There three main management issues.
a) Cell production quality
b) Cell operational management
c) Cell failure handling.
It was reported that a cell was found shorted. We do not know whether this was the initial failure, or whether due to a) or b). It does not really matter because c) should have worked better, and may be what did the real damage.
If short was the initial failure, from an electrical perspective:
- A cell fails and shorts - (reason either a) or b) above
- Cell voltage drops, removing (most) of its 4V share of the 32V
- Bus voltage remains essentially the same at 32V
- Other cells take up 4V / 7, thus are subjected to severest over-charge in terms of voltage and current
- More cells fail in a cascading manner
- Combined per-cell energy and the bus feed battery destruction
Shorting
It is not going to be a solid short from one moment to the next.

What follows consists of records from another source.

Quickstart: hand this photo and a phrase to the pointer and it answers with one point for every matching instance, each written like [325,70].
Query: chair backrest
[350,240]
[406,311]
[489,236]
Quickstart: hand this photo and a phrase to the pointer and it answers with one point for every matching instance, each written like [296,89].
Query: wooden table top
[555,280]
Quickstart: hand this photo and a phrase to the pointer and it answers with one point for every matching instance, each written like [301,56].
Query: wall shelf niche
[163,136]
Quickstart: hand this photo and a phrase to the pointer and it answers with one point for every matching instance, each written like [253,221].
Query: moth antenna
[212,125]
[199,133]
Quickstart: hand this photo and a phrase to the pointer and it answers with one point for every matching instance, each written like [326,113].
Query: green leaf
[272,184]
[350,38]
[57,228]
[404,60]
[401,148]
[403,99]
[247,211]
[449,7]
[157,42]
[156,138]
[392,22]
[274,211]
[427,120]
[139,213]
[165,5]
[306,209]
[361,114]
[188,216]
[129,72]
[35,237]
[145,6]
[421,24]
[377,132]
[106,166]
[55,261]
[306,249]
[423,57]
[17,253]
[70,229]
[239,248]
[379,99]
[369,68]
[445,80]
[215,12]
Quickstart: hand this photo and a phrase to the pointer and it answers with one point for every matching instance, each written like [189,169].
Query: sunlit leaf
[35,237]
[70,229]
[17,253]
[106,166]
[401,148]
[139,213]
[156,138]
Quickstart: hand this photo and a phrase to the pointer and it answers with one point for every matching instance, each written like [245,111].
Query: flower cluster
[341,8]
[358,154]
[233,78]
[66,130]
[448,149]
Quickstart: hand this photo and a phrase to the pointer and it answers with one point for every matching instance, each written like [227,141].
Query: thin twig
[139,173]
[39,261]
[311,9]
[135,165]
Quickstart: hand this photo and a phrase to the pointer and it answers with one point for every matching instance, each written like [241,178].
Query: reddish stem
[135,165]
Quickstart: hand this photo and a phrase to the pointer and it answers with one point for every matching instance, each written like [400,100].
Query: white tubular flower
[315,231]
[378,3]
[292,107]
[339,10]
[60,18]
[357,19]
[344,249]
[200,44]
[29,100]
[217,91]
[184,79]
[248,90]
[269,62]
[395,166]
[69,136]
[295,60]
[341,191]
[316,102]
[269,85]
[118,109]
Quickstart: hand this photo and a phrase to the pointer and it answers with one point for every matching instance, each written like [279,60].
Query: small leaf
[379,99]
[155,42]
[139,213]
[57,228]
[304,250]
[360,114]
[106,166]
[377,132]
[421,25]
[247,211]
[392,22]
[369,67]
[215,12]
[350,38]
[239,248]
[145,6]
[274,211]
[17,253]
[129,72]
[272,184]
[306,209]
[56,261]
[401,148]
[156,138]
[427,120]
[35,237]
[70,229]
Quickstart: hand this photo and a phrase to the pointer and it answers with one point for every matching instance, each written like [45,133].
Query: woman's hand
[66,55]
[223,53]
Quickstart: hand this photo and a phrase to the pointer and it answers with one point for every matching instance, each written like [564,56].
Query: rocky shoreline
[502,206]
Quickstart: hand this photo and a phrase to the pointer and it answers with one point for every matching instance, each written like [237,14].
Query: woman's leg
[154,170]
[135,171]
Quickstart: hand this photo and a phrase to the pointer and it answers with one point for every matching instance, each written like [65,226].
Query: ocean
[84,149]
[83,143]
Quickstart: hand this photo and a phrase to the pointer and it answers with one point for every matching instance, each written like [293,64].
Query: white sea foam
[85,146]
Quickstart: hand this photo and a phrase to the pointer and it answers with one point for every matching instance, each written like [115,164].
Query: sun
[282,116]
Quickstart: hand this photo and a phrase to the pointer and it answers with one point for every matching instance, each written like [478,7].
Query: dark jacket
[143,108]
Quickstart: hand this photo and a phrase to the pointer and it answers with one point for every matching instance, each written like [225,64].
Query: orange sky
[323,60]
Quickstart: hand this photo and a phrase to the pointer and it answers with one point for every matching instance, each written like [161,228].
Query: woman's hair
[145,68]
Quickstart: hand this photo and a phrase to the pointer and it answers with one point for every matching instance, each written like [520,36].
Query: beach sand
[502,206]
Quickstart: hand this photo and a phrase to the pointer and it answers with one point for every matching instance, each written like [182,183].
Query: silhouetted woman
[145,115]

The energy is just too great. Cell could not ever dissipate it's 200 - 300 Watt hours quietly. It would short, arc, burn out the short and do more damage along the way. There would be over pressure, relieve valves opening, electrolyte blown out. More shorting as separators fail by the heat. The whole cycle continues until energy is dissipated and some spot shortened can not be burned out.
Throughout all this, terminal voltage will fluctuate and other cells be subjected to voltage and current spikes, until the next one fails and the cycle repeats itself even faster.